Mrs. Endicott did plead desperately and tearfully but to no avail, for the bitter night winds took her words away and her father heard not.
Then, the storm coming up apace, she was fain to go into the barn, and there to lay her down on the straw till the morning.
When her father made his round he saw her there, with her clothes frozen on her and her eyes wet and wild.
“Good morrow, father,” she said. “I have had a dreary night, but it had been worse had not God sustained me.”
“No matter for that,” he answered; “here you stay until you promise never to frequent meetings again and never to speak to John Bunyan.”
Thereupon she hung upon him with vain tears and entreaties, but he would have none of it without her promise, and that she would in no wise give; so at length he flung her from him roughly, and she lay along a byre and wept for comfortlessness.
At noontide up came her brother-in-law, and made the endeavour to conclude a peace, but this was beyond his powers, for George Endicott was obdurate and his daughter would not give her promise; neither would she leave her father’s house, but dwelt without it for several days, living on such food as the pity of the servants gave her and sleeping on the ground or in the stalls of the horses.

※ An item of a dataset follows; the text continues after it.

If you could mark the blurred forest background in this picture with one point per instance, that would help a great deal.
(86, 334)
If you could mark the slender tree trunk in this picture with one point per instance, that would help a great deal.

And day by day came Gilbert Farry and tempted her with promises of love and comfort, but she would have none of it, but remained a beggar before her father’s door.
On the tenth day her father came to her and again demanded of her her promise; and if she gave it not, he added, she should no longer have even the shelter of his barns, but be cast out upon the high-road among the knaves and gipsies. Grace Endicott rose up from the straw and stood erect in her torn, soiled garments, with her hair unbound and her cheeks stained with weeping.